Deka Bank’s new chief executive has promised to invest another €500m if needed to support its troubled real estate fund caught in the middle of a fraud investigation, after the resignation of the former CEO on Thursday night.

Fritz Oelrich, a main board member at Deka and the man temporarily parachuted in as the bank's chief executive after Axel Weber stepped down, on Friday said he would keep the €6bn real estate fund open.

Speaking at Deka’s annual news conference on Friday, Oelrich ruled out any closing of the German real estate fund despite continued outflows of between €4m and €7m per day from investors worried about the alleged fraud at the heart of the unit.

“Our commitment to the German real estate fund is boundless. We have set no limit for the outflows for the fund. It will stay open”, Oelrich said, adding that Deka could muster another €500m to maintain the fund’s liquidity if needed. The mutual fund has €6bn in assets, following total outflows of €2.7bn for 2004.
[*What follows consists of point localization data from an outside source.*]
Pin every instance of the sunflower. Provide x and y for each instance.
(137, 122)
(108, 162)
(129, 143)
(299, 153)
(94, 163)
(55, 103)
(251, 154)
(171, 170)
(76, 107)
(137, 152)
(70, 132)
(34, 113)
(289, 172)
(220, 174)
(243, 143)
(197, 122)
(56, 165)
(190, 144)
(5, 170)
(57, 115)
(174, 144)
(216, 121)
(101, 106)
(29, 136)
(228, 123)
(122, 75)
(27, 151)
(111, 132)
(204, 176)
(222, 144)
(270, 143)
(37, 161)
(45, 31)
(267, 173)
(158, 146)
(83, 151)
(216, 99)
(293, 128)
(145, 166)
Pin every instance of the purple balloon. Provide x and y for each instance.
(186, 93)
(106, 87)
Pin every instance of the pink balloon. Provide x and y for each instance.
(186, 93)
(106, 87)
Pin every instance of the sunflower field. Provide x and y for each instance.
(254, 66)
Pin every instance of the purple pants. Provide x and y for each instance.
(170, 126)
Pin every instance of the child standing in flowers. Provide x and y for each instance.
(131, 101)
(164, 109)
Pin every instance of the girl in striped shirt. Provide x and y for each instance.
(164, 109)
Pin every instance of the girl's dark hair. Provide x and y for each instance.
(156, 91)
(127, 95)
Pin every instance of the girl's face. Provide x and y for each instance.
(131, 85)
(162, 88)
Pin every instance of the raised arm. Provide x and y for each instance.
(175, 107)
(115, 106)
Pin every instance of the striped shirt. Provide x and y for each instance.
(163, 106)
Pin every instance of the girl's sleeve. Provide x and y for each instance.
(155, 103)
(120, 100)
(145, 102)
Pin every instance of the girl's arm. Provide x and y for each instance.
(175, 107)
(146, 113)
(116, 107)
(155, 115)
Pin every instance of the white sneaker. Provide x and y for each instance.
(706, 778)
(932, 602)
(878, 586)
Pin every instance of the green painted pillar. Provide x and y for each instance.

This policy immediately reverses the strategy of Weber, who had admitted the fund could be closed as it faced massive outflows.

Axel Weber stepped down as Deka CEO at the behest of the asset manager’s supervisory board, which had met earlier on Thursday. The move came as a surprise to many in Frankfurt, as Weber had managed to keep his job for six months since the scandal at Deka first erupted.

Last August, Deka fired Michael Koch, an executive at real estate fund arm Deka Immobilien Investment for allegedly accepting a bribe. A month later, a Deka fund investing in German real estate had to be given a capital injection to stay afloat after suffering €1.2bn in investor outflows in the first nine months of 2004.

Deka also threw out the entire management board of Deka Immobilien Investment after it emerged that it had lied about the true value of Deka’s investments in German real estate.

Oelrich said that while investigations into the corruption of Deka Immobilien Investment’s former management continued, “there is no evidence that other Deka management or staff have done anything wrong.”

He added that the new management of Deka Immobilien Investment would be in place by the middle of 2005 so that the business could again run at full strength.

Separately, Deka said outflows from its German institutional funds, known as Spezialfonds, totalled €1.3bn in 2004. It said the outflows were partly due to the creation of master funds, where Deka no longer handles portfolio management but only back-office administration.
As a result, Deka’s institutional assets under management stood at €43.9bn at the end of 2004, down from €45.2bn a year earlier.